Little knows all about PCT families.
“I’ve probably been a member of the PCT family the longest,” said his mother, Mimi Little, who usually runs props for shows. “My son has been in PCT since he was 7.”
She added that she believes more families have been turning out to be in shows together, and the current cast certainly supports Mrs. Little’s observation.
For example, both Ciara Sanchez and her father, Tony Sanchez, are in “The Grapes of Wrath.”
“But in the play we are not related at all,” he said.  “I play Floyd Knowles, kind of a mean man, and I’m a square dancer. I’m all over the place.”
“I play Aggie Wainwright, I’m a gas girl, fourth narrator and I marry Al Joad at the end of the play,” Ciara Sanchez said.
Deanna Grotheer is stage manager and her daughter, Morgan, is Al Joad’s girl and also square dances.
“Morgan gets her first kiss on stage,” Grotheer said.
When pressed to comment on that, Morgan Grotheer answered, “Sure, it’s kind of cool.”

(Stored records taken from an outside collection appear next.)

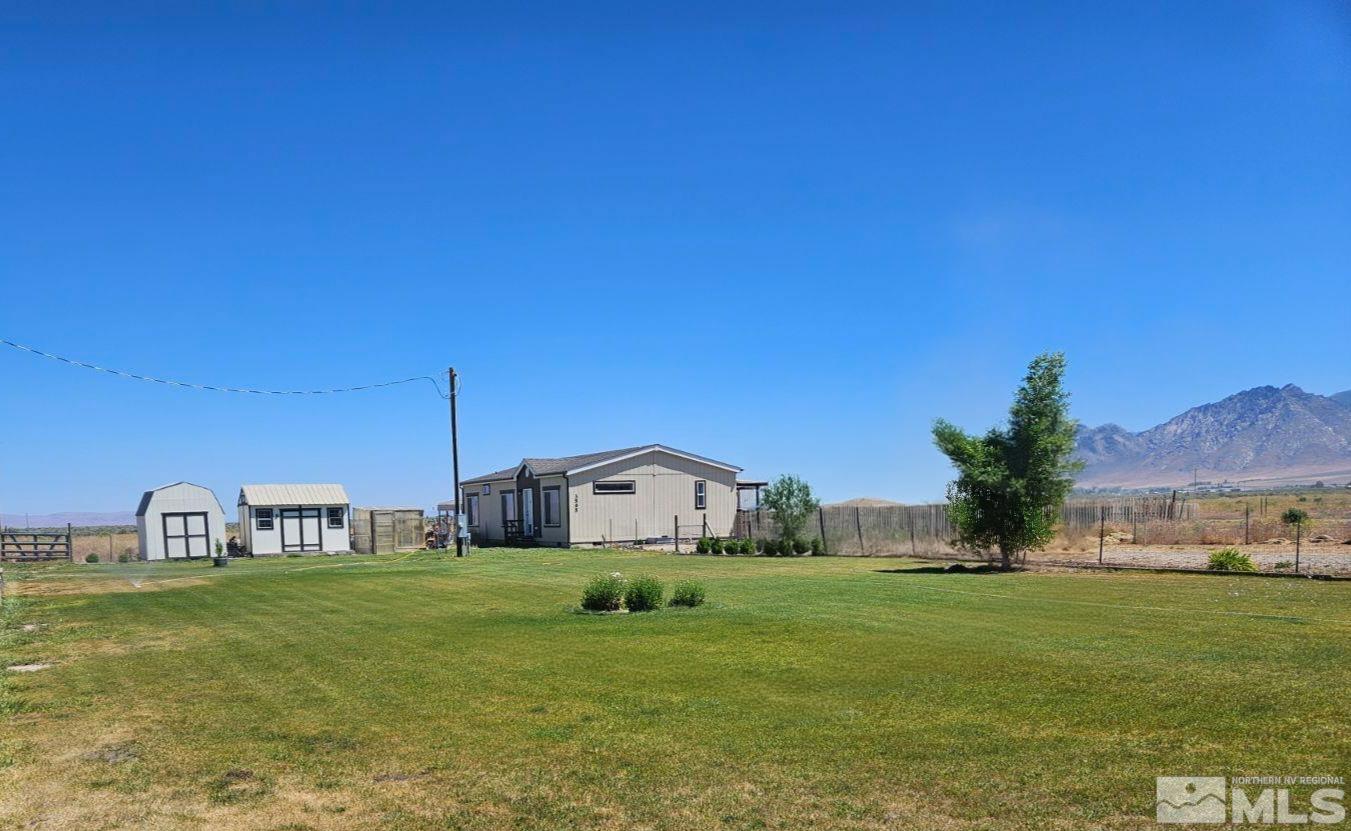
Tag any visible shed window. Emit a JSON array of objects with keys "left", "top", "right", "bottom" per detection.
[
  {"left": 467, "top": 495, "right": 480, "bottom": 527},
  {"left": 593, "top": 480, "right": 636, "bottom": 495},
  {"left": 543, "top": 487, "right": 561, "bottom": 526},
  {"left": 327, "top": 507, "right": 344, "bottom": 528},
  {"left": 256, "top": 508, "right": 274, "bottom": 530},
  {"left": 695, "top": 480, "right": 707, "bottom": 510},
  {"left": 482, "top": 484, "right": 491, "bottom": 495}
]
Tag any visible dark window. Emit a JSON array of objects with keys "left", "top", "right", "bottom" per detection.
[
  {"left": 327, "top": 507, "right": 344, "bottom": 528},
  {"left": 695, "top": 480, "right": 707, "bottom": 510},
  {"left": 256, "top": 508, "right": 274, "bottom": 530},
  {"left": 467, "top": 495, "right": 480, "bottom": 527},
  {"left": 543, "top": 487, "right": 561, "bottom": 526},
  {"left": 482, "top": 484, "right": 491, "bottom": 495},
  {"left": 593, "top": 480, "right": 636, "bottom": 495}
]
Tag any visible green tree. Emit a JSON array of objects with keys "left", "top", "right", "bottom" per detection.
[
  {"left": 760, "top": 475, "right": 820, "bottom": 547},
  {"left": 932, "top": 352, "right": 1082, "bottom": 570},
  {"left": 1280, "top": 507, "right": 1310, "bottom": 532}
]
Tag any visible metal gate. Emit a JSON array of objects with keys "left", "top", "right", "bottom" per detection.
[{"left": 1, "top": 524, "right": 74, "bottom": 562}]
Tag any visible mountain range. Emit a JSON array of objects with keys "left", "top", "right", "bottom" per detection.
[{"left": 1075, "top": 385, "right": 1351, "bottom": 488}]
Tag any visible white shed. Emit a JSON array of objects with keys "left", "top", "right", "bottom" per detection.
[
  {"left": 238, "top": 484, "right": 352, "bottom": 556},
  {"left": 136, "top": 482, "right": 228, "bottom": 561}
]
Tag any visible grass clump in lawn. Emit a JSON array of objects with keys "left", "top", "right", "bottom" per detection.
[
  {"left": 623, "top": 576, "right": 664, "bottom": 612},
  {"left": 1208, "top": 547, "right": 1257, "bottom": 572},
  {"left": 668, "top": 580, "right": 706, "bottom": 608},
  {"left": 580, "top": 573, "right": 625, "bottom": 611}
]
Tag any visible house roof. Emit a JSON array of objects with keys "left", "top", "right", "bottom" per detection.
[
  {"left": 135, "top": 481, "right": 225, "bottom": 517},
  {"left": 460, "top": 444, "right": 741, "bottom": 487},
  {"left": 239, "top": 484, "right": 350, "bottom": 506}
]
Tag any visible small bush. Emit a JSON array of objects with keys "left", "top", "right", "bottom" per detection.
[
  {"left": 117, "top": 553, "right": 130, "bottom": 564},
  {"left": 85, "top": 554, "right": 99, "bottom": 564},
  {"left": 669, "top": 580, "right": 706, "bottom": 608},
  {"left": 624, "top": 576, "right": 664, "bottom": 612},
  {"left": 696, "top": 537, "right": 711, "bottom": 554},
  {"left": 810, "top": 537, "right": 825, "bottom": 556},
  {"left": 1208, "top": 547, "right": 1256, "bottom": 572},
  {"left": 755, "top": 538, "right": 769, "bottom": 554},
  {"left": 581, "top": 574, "right": 625, "bottom": 611},
  {"left": 791, "top": 538, "right": 809, "bottom": 555},
  {"left": 759, "top": 539, "right": 778, "bottom": 556},
  {"left": 738, "top": 539, "right": 755, "bottom": 556},
  {"left": 1274, "top": 560, "right": 1295, "bottom": 571},
  {"left": 709, "top": 538, "right": 724, "bottom": 555}
]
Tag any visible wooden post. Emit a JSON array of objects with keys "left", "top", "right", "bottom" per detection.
[
  {"left": 1098, "top": 507, "right": 1105, "bottom": 565},
  {"left": 1244, "top": 504, "right": 1250, "bottom": 545},
  {"left": 855, "top": 507, "right": 865, "bottom": 556},
  {"left": 817, "top": 507, "right": 827, "bottom": 555},
  {"left": 910, "top": 520, "right": 917, "bottom": 558},
  {"left": 674, "top": 515, "right": 679, "bottom": 553},
  {"left": 108, "top": 532, "right": 113, "bottom": 563},
  {"left": 1295, "top": 523, "right": 1301, "bottom": 573},
  {"left": 67, "top": 523, "right": 73, "bottom": 562},
  {"left": 702, "top": 513, "right": 709, "bottom": 539}
]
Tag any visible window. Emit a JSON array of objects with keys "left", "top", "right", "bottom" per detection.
[
  {"left": 543, "top": 487, "right": 561, "bottom": 526},
  {"left": 695, "top": 480, "right": 707, "bottom": 510},
  {"left": 255, "top": 508, "right": 274, "bottom": 530},
  {"left": 482, "top": 484, "right": 491, "bottom": 495},
  {"left": 593, "top": 480, "right": 636, "bottom": 495},
  {"left": 326, "top": 507, "right": 344, "bottom": 528},
  {"left": 466, "top": 494, "right": 480, "bottom": 527}
]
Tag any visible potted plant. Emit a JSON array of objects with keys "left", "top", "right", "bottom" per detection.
[{"left": 213, "top": 539, "right": 230, "bottom": 567}]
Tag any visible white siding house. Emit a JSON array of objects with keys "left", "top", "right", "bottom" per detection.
[
  {"left": 238, "top": 484, "right": 352, "bottom": 556},
  {"left": 459, "top": 445, "right": 740, "bottom": 547},
  {"left": 136, "top": 482, "right": 228, "bottom": 561}
]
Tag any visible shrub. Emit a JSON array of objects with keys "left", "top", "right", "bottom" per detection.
[
  {"left": 759, "top": 539, "right": 778, "bottom": 556},
  {"left": 624, "top": 576, "right": 664, "bottom": 612},
  {"left": 810, "top": 537, "right": 825, "bottom": 556},
  {"left": 1208, "top": 547, "right": 1257, "bottom": 572},
  {"left": 709, "top": 538, "right": 724, "bottom": 555},
  {"left": 696, "top": 537, "right": 711, "bottom": 554},
  {"left": 738, "top": 539, "right": 755, "bottom": 555},
  {"left": 669, "top": 580, "right": 706, "bottom": 608},
  {"left": 791, "top": 538, "right": 809, "bottom": 555},
  {"left": 755, "top": 538, "right": 769, "bottom": 555},
  {"left": 85, "top": 553, "right": 99, "bottom": 563},
  {"left": 1274, "top": 560, "right": 1295, "bottom": 571},
  {"left": 581, "top": 574, "right": 625, "bottom": 611},
  {"left": 117, "top": 553, "right": 130, "bottom": 564}
]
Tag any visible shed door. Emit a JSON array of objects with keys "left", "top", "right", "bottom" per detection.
[
  {"left": 163, "top": 512, "right": 210, "bottom": 558},
  {"left": 281, "top": 508, "right": 323, "bottom": 552}
]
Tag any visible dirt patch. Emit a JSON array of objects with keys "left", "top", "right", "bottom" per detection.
[
  {"left": 82, "top": 742, "right": 139, "bottom": 764},
  {"left": 6, "top": 663, "right": 52, "bottom": 673}
]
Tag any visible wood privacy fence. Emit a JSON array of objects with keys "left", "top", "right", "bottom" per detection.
[
  {"left": 732, "top": 495, "right": 1204, "bottom": 556},
  {"left": 1, "top": 524, "right": 74, "bottom": 562}
]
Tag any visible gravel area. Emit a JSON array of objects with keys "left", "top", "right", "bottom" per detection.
[{"left": 1031, "top": 543, "right": 1351, "bottom": 575}]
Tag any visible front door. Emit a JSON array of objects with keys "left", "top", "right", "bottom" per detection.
[
  {"left": 521, "top": 488, "right": 534, "bottom": 536},
  {"left": 163, "top": 512, "right": 209, "bottom": 558},
  {"left": 501, "top": 491, "right": 516, "bottom": 537}
]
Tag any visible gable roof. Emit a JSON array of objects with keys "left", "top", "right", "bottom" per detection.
[
  {"left": 461, "top": 445, "right": 740, "bottom": 487},
  {"left": 135, "top": 481, "right": 225, "bottom": 517},
  {"left": 239, "top": 484, "right": 350, "bottom": 506}
]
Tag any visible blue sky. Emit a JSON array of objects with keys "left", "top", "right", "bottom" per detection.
[{"left": 1, "top": 1, "right": 1348, "bottom": 513}]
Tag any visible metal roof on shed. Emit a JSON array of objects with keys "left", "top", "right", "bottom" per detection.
[{"left": 239, "top": 484, "right": 350, "bottom": 506}]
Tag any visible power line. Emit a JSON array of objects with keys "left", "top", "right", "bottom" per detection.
[{"left": 0, "top": 337, "right": 449, "bottom": 399}]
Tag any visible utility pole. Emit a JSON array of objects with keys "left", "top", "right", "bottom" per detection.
[{"left": 449, "top": 367, "right": 464, "bottom": 558}]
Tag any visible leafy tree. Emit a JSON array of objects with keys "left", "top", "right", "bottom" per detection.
[
  {"left": 760, "top": 475, "right": 820, "bottom": 546},
  {"left": 932, "top": 352, "right": 1082, "bottom": 570},
  {"left": 1280, "top": 507, "right": 1310, "bottom": 531}
]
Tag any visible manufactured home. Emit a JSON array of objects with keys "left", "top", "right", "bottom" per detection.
[
  {"left": 459, "top": 444, "right": 741, "bottom": 547},
  {"left": 237, "top": 484, "right": 352, "bottom": 556},
  {"left": 136, "top": 482, "right": 228, "bottom": 560}
]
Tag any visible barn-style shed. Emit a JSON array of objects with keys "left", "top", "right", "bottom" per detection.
[{"left": 136, "top": 482, "right": 228, "bottom": 561}]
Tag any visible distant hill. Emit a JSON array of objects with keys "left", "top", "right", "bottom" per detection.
[
  {"left": 1075, "top": 384, "right": 1351, "bottom": 488},
  {"left": 1332, "top": 390, "right": 1351, "bottom": 408},
  {"left": 0, "top": 511, "right": 136, "bottom": 528},
  {"left": 829, "top": 498, "right": 906, "bottom": 507}
]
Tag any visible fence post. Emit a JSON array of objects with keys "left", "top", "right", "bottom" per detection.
[
  {"left": 855, "top": 507, "right": 865, "bottom": 556},
  {"left": 1098, "top": 507, "right": 1105, "bottom": 565},
  {"left": 67, "top": 523, "right": 73, "bottom": 562},
  {"left": 909, "top": 518, "right": 917, "bottom": 558},
  {"left": 1294, "top": 524, "right": 1301, "bottom": 573},
  {"left": 674, "top": 515, "right": 679, "bottom": 553},
  {"left": 702, "top": 513, "right": 708, "bottom": 539},
  {"left": 1244, "top": 504, "right": 1250, "bottom": 545},
  {"left": 817, "top": 507, "right": 827, "bottom": 554}
]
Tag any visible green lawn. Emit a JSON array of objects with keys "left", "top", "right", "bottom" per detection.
[{"left": 2, "top": 550, "right": 1348, "bottom": 830}]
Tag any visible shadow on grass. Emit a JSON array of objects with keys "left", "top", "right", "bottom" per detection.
[{"left": 874, "top": 563, "right": 1007, "bottom": 575}]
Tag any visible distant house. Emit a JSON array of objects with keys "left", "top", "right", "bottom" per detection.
[
  {"left": 136, "top": 482, "right": 227, "bottom": 561},
  {"left": 237, "top": 484, "right": 352, "bottom": 556},
  {"left": 460, "top": 445, "right": 741, "bottom": 547}
]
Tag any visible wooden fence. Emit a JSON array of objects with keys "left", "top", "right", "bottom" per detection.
[{"left": 1, "top": 524, "right": 74, "bottom": 562}]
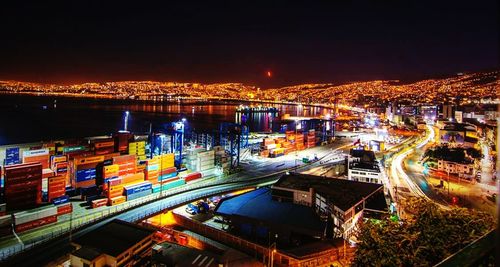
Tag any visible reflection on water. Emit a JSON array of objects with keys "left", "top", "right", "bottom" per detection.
[{"left": 0, "top": 95, "right": 332, "bottom": 145}]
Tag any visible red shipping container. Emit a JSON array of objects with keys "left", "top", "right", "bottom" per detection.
[
  {"left": 95, "top": 147, "right": 115, "bottom": 155},
  {"left": 15, "top": 215, "right": 57, "bottom": 232},
  {"left": 75, "top": 179, "right": 96, "bottom": 188},
  {"left": 107, "top": 178, "right": 123, "bottom": 187},
  {"left": 57, "top": 203, "right": 73, "bottom": 215},
  {"left": 160, "top": 176, "right": 179, "bottom": 184},
  {"left": 113, "top": 155, "right": 136, "bottom": 164},
  {"left": 184, "top": 172, "right": 202, "bottom": 183},
  {"left": 160, "top": 167, "right": 177, "bottom": 175},
  {"left": 91, "top": 199, "right": 107, "bottom": 209}
]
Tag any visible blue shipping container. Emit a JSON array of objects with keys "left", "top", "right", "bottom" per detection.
[
  {"left": 124, "top": 182, "right": 152, "bottom": 195},
  {"left": 76, "top": 168, "right": 96, "bottom": 182},
  {"left": 52, "top": 195, "right": 70, "bottom": 205},
  {"left": 126, "top": 189, "right": 152, "bottom": 201},
  {"left": 5, "top": 147, "right": 20, "bottom": 165}
]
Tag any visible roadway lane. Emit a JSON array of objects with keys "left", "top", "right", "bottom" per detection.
[{"left": 389, "top": 124, "right": 450, "bottom": 215}]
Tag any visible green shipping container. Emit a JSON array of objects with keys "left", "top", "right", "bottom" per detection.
[{"left": 153, "top": 179, "right": 185, "bottom": 193}]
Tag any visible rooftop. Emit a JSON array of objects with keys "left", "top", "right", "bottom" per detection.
[
  {"left": 349, "top": 149, "right": 376, "bottom": 163},
  {"left": 215, "top": 187, "right": 326, "bottom": 235},
  {"left": 273, "top": 173, "right": 384, "bottom": 211},
  {"left": 72, "top": 247, "right": 102, "bottom": 261},
  {"left": 73, "top": 219, "right": 154, "bottom": 257},
  {"left": 350, "top": 161, "right": 380, "bottom": 172}
]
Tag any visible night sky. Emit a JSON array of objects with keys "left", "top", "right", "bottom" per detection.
[{"left": 0, "top": 1, "right": 497, "bottom": 87}]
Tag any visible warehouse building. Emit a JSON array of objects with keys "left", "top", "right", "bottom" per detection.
[
  {"left": 215, "top": 173, "right": 387, "bottom": 246},
  {"left": 70, "top": 219, "right": 154, "bottom": 267}
]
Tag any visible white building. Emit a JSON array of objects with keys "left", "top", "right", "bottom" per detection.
[
  {"left": 437, "top": 160, "right": 475, "bottom": 176},
  {"left": 347, "top": 149, "right": 383, "bottom": 184}
]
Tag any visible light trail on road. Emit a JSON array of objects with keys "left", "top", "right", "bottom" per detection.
[{"left": 390, "top": 125, "right": 449, "bottom": 209}]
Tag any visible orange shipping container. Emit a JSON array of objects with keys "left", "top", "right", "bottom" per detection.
[
  {"left": 74, "top": 155, "right": 105, "bottom": 166},
  {"left": 113, "top": 155, "right": 136, "bottom": 164},
  {"left": 24, "top": 155, "right": 50, "bottom": 169},
  {"left": 94, "top": 141, "right": 114, "bottom": 149},
  {"left": 121, "top": 172, "right": 144, "bottom": 185}
]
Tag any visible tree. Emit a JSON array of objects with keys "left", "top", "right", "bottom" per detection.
[{"left": 352, "top": 198, "right": 495, "bottom": 267}]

Maddy Emerson is a square dancer, and cousin Libby Vogel is part of the play ensemble.
“I’m also a square dancer, I’m part of Hooverville and I’m in a riot,” she said.
Jason Huffman is set and sound designer, while his son, Xavier, plays Winfield Joad, 10, the youngest child of the Joad family.
“I have to do square dancing, which I don’t like,” the youngster said.
John Mazurek and his wife Dianne are both in the play.
“I get to play Pa Joad, the patriarch,” Mazurek said.
Troy Graham gets to play a man going back, and his wife, Laurie, is third narrator. Their daughter, Lily Graham, gets to square dance with Xavier, alias Winfield Joad.
“Laurie plays my wife,” Sanchez said. “I get to borrow her from Troy.”
“And Lily has played my child in two shows,” his daughter added.
Andra Stefanoni and her son Jack are in the play, though her other son, Dominic, is sitting this one out.
“I play a couple of women, a gas girl and I sell the Hudson Super 6 jalopy to the Joads,” Stefanoni said.
One of her characters also gets to deliver the baby of Rose of Sharon Joad Rivers. Sadly, the baby is stillborn.
Her son plays a young boy that the Joad family finds with his starving father inside an old barn.
“I’m thinking that the word ‘family’ is used a lot, and we feel like were all family here,” Stefanoni said. “We count on each other.”
Sanchez agrees with that.
“When you do a production, it’s like a family reunion,” he said.
Furthermore, doing a show together can strengthen families off-stage.
“I don’t want to downplay the importance of sports, but this is something you can do with your kids,” said Stefanoni, who started off in PCT children’s theater workshops back in the 1970s. “You can’t really be on a sports team with your child.”
Being on stage can offer opportunities hard for a child to find in real life.
“Last year Morgan got to fly,” Grotheer said. “She was the head flying monkey in ‘The Wizard of Oz.’ How else could she get that opportunity?”
Rehearsals are held during the week, but Huffman said every effort is made to help youngsters get through the process with a minimum of disruption in their other activities.
“People will help kids with their homework between scenes,” Huffman said. “They know the kids have to go to school the next day.”
Meanwhile, other family members take care of things at home.
“We really need to give credit to the people at home,” Stefanoni said. “They really make it possible for us to do this.”
Reserved tickets for “The Grapes of Wrath” are $12 for adults, $10 for seniors and students and $8 for general admission balcony seating. They may be purchased online at www.memorialauditorium.org or by calling 620-231-7827.